Training AI: Where Does the Data Come From? How to Build a Data Economy with Web3? ft. Tammy Yang, Founder of Numbers Protocol
EP.225
GM,
Recently, Academia Sinica released a large-scale Chinese language model called CKIP-Llama-2-7b. However, due to the initial lack of clarification by Academia Sinica, it was mistakenly assumed by the public that this model was intended for general use in Traditional Chinese. This misunderstanding led to incorrect expectations and controversies.
Though it was a misunderstanding, it made many people realize that AI is not solely dependent on external resources, and Taiwan needs its own localized large language models. However, building large language models in Taiwan requires localized data. The process of data preparation itself is labor-intensive, and even determining the data format to align with international standards presents challenges.
In this episode of Blocktrend, we have Tammy Yang, co-founder of Numbers Protocol, as our guest. Tammy's background is quite unique – she is a physicist who also founded the AI startup DT42 before establishing Numbers. She is a true expert with hands-on experience in both AI and blockchain.
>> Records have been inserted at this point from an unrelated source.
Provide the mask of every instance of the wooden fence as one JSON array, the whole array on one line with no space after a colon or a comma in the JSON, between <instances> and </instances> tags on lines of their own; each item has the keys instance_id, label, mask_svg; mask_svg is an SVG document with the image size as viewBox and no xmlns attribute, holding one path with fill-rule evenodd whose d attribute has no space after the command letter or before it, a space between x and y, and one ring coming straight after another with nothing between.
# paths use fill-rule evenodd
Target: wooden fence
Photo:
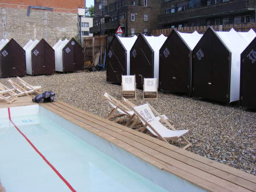
<instances>
[{"instance_id":1,"label":"wooden fence","mask_svg":"<svg viewBox=\"0 0 256 192\"><path fill-rule=\"evenodd\" d=\"M100 53L99 62L103 62L106 50L106 36L107 35L104 35L84 38L83 45L85 62L90 61L92 64L95 59L95 55L97 53Z\"/></svg>"},{"instance_id":2,"label":"wooden fence","mask_svg":"<svg viewBox=\"0 0 256 192\"><path fill-rule=\"evenodd\" d=\"M197 31L200 34L204 34L208 28L209 26L195 26L174 28L176 30L183 32L193 32ZM215 31L228 31L233 28L237 31L248 31L251 28L255 31L256 25L255 23L238 24L225 24L221 26L212 26ZM160 30L154 30L152 35L157 36L163 34L165 36L168 36L174 28L163 28Z\"/></svg>"}]
</instances>

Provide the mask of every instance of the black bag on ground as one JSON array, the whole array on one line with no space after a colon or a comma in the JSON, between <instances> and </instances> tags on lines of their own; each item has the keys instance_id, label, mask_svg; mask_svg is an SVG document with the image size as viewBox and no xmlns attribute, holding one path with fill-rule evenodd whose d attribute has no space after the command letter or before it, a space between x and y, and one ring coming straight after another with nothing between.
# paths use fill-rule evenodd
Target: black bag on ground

Unlike most online discussions about blockchain and AI, it focuses on cryptocurrency investments, this episode offers a different perspective, emphasizing that data inherently serves as a digital asset.
This episode includes:
What problems do DT42 and Numbers Protocol, two AI and blockchain startups, respectively, aim to solve?
As the founders of AI and blockchain startups, what is the relationship between AI and blockchain?
How does data flow in Web2, and what are the differences in the data economy in Web3?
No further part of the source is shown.